In [1]:
import os
import sys

# In case it is not installed as a package
# the project folder needs to be added to
# the path

# Change the path to the project folder
project_path = os.path.expanduser(os.path.join("~", "Documents", "ResultExtractor"))
if project_path not in sys.path:
    sys.path.append(project_path)

# Introduction to the OpenML ResultExtractor

The OpenML ResultExtractor is a package that allows to analyse the data at OpenML given different task and flow filters. It builds a Pandas DataFrame from the Cartesian product of the tasks and flows, where each entry can be a run, a list of runs or empty for the task and flow combination.

The ResultExtractor can be initiliazed in multiple ways:

* With non keyworded arguments which represent flow ids to consider
* With keyworded arguments which represent run restrictions
* Non keyworded and keyworded arguments combined.
* Without any arguments, in which case all flows and all tasks run on them will be considered.

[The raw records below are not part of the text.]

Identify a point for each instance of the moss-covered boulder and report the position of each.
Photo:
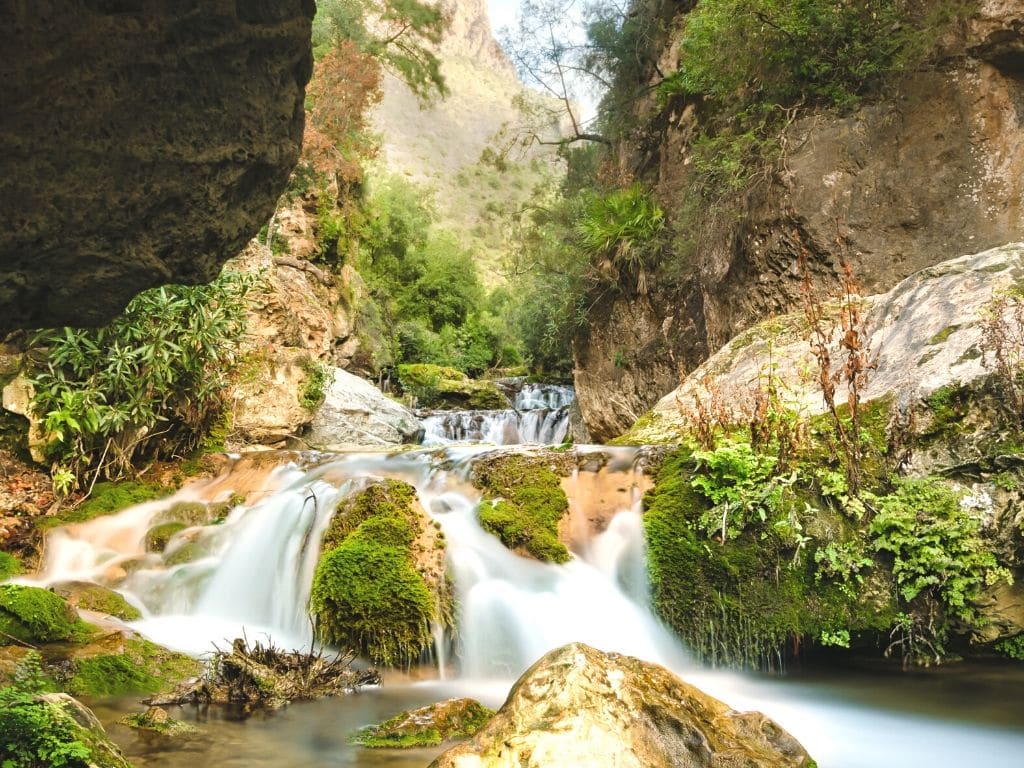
(34, 615)
(107, 499)
(380, 582)
(438, 387)
(131, 667)
(94, 597)
(523, 502)
(426, 726)
(53, 729)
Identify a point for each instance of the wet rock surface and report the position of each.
(578, 706)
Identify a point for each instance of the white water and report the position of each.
(256, 572)
(540, 415)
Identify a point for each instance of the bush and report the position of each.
(150, 383)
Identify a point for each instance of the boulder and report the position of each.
(142, 143)
(354, 413)
(580, 707)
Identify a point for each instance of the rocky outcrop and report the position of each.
(926, 335)
(580, 707)
(142, 143)
(355, 414)
(933, 169)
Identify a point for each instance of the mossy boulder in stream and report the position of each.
(523, 502)
(426, 726)
(380, 583)
(34, 615)
(435, 386)
(579, 707)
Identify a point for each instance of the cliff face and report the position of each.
(933, 170)
(142, 142)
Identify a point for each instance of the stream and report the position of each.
(253, 571)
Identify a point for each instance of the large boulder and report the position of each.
(143, 142)
(580, 707)
(355, 414)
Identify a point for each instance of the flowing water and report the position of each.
(252, 573)
(540, 415)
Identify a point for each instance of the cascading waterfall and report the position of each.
(540, 415)
(253, 573)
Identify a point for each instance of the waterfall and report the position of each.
(540, 415)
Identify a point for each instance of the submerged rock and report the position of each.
(579, 707)
(354, 413)
(427, 726)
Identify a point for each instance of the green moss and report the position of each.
(9, 565)
(158, 537)
(35, 615)
(142, 668)
(427, 726)
(368, 593)
(944, 334)
(523, 503)
(94, 597)
(739, 603)
(107, 499)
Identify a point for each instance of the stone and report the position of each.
(580, 707)
(355, 414)
(142, 143)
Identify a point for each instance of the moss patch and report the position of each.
(107, 499)
(9, 565)
(37, 615)
(368, 593)
(142, 668)
(427, 726)
(158, 537)
(523, 503)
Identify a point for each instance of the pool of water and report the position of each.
(847, 718)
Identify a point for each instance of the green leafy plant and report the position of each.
(742, 486)
(939, 558)
(159, 371)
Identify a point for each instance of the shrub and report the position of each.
(150, 383)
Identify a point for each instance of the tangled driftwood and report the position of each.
(264, 677)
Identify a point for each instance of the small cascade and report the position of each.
(540, 416)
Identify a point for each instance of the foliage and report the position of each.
(742, 486)
(401, 34)
(938, 555)
(33, 732)
(368, 594)
(9, 565)
(619, 230)
(151, 383)
(523, 503)
(35, 615)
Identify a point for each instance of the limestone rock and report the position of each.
(354, 413)
(142, 143)
(925, 334)
(931, 169)
(579, 707)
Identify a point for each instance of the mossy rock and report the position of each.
(434, 386)
(158, 537)
(107, 499)
(141, 668)
(36, 615)
(53, 729)
(157, 720)
(371, 592)
(186, 513)
(100, 599)
(427, 726)
(9, 565)
(524, 502)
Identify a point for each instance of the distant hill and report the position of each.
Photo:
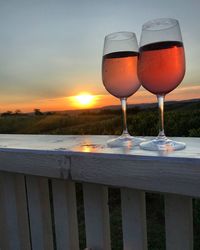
(141, 106)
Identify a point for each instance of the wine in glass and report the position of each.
(161, 68)
(119, 74)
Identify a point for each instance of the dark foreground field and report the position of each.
(181, 119)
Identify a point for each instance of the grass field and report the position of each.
(181, 119)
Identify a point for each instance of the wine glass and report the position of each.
(119, 75)
(161, 68)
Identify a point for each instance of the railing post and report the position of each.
(179, 223)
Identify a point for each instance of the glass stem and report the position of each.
(161, 100)
(125, 130)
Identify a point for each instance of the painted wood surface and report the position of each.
(96, 217)
(179, 223)
(133, 219)
(39, 213)
(65, 215)
(88, 159)
(14, 226)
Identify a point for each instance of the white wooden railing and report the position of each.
(33, 167)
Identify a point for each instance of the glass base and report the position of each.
(162, 144)
(125, 140)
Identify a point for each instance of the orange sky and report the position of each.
(71, 103)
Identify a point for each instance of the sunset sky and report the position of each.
(51, 51)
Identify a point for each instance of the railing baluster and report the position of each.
(178, 220)
(133, 219)
(39, 213)
(14, 228)
(65, 215)
(96, 216)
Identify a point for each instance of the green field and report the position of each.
(181, 119)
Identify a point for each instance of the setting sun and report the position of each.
(85, 99)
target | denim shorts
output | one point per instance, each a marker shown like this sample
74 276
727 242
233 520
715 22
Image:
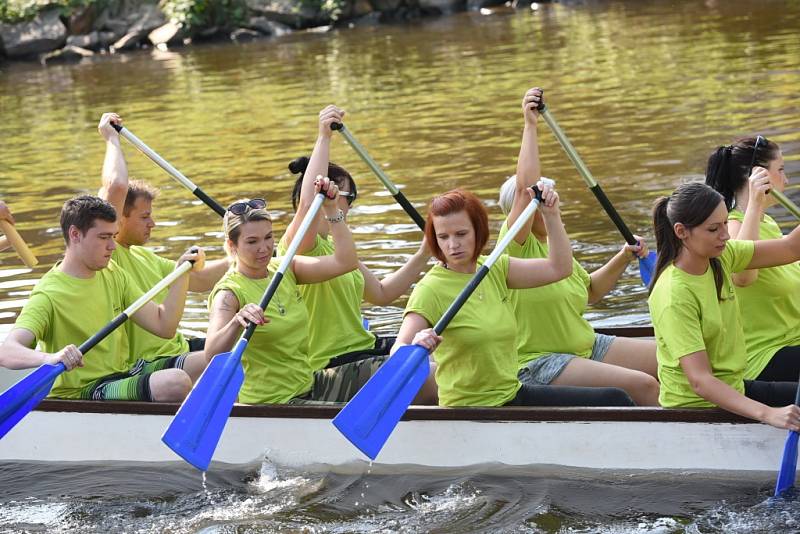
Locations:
544 369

The last case will not be covered in the tutorial, since there is a large amount of results at OpenML and it takes too long for the results to be available.

## Getting flow ids given flow identifiers

The package offers a helper function which returns flow ids given flow qualifiers.
A flow qualifier can be a flow name eg. **'mlr.classif.svm'** or it can be a flow name combined with a flow version **'mlr.classif.svm_6'**, the later is a **unique** flow qualifier and corresponds to a single id.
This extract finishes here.